Spectre
Le cinéaste de l'intime et de la désillusion Sam Mendes revient à ses premières amours avec un Bond en plein doute, en proie aux douleurs du passé et désormais prêt à les assumer. Avant cela, décidé à contenter les consommateurs de blockbusters à la sauce Avenger, le réalisateur d'American Beauty et des Noces rebelles transforme 007 en Tony Stark survolté le temps d'une séquence d'ouverture bigger the life certes techniquement épatante (1 000 figurants, des mois de préparation…) mais qui survend totalement un film qui n'existe pas.
À partir de là, il y aura des déçus, beaucoup, adeptes du cinéma pop‑corn, et des surpris, touchant du doigt le rêve de retrouver la magie et le charme de Casino Royale (Martin Campbell, 2006) au cours duquel Bond vivait sa grande histoire d'amour avec la vénéneuse Vesper Lynd (Eva Green) et affrontait son meilleur ennemi, alias Le Chiffre (Mads Mikkelsen). Dès le générique d'ouverture, Sam Mendes convoque leurs esprits, véritable fil conducteur et moteur de ce nouvel opus qui vaut moins pour son histoire (Bond sur les traces d'une organisation tentaculaire et hyper‑connectée dénommée Spectre), que pour cette remise en cause des fondamentaux, gadgets high‑tech compris.

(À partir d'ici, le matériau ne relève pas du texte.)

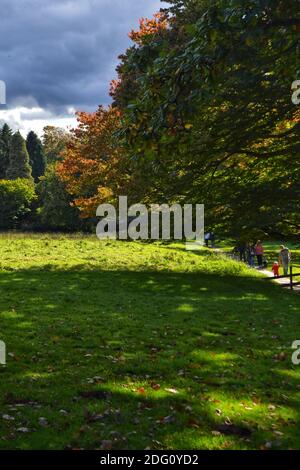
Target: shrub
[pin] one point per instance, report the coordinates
(16, 198)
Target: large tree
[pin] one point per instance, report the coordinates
(205, 114)
(36, 155)
(5, 138)
(19, 166)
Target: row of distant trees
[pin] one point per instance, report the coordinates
(31, 194)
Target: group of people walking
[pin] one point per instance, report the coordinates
(248, 253)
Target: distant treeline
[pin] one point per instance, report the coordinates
(32, 197)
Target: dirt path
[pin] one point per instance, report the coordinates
(266, 273)
(279, 281)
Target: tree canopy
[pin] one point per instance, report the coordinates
(204, 114)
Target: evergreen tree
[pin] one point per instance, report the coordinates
(19, 166)
(5, 138)
(36, 155)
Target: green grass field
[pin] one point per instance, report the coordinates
(142, 346)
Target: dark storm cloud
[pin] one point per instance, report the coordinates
(62, 53)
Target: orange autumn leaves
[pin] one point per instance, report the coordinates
(149, 27)
(94, 166)
(90, 166)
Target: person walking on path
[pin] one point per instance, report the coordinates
(284, 259)
(207, 238)
(259, 251)
(251, 255)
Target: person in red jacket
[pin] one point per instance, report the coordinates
(275, 269)
(259, 251)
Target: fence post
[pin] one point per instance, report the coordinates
(291, 278)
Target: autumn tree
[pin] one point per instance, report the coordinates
(91, 167)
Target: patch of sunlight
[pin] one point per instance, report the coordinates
(36, 375)
(11, 314)
(186, 308)
(24, 325)
(209, 334)
(212, 356)
(289, 373)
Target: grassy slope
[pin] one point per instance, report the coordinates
(138, 316)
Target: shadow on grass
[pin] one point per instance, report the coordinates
(178, 359)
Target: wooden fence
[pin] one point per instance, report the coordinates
(291, 284)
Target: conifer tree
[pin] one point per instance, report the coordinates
(5, 138)
(36, 155)
(19, 166)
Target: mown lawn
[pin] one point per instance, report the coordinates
(135, 346)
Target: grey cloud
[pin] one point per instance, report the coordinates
(62, 53)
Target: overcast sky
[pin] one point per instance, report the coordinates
(58, 56)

Désormais seul, lâché par sa hiérarchie le jugeant démodé et privé de ses jouets habituels (seul Q. daignera lui lâcher une Oméga bidouillée, pour le reste, il devra se débrouiller), c'est un Bond old fashioned en fuseau et col roulé moulant, renouant avec le carnet de voyage de la grande époque à travers les montagnes autrichiennes, les ruelles romaines et le désert marocain, qui va affronter les fantômes du passé et vivre avec Madeleine White (Léa Seydoux, le couple fonctionne à merveille) un escape game chic et vintage à bord d'une Rolls Royce et d'un train hors d'âge plutôt dignes d'Agatha Christie que de James Bond. Deux mondes qui s'affrontent mais déjà la fin de la parenthèse enchantée. Désormais devenu hacker, Q. incarne la victoire de la technologie sur l'homme. Aussi jamesbondien soit‑il.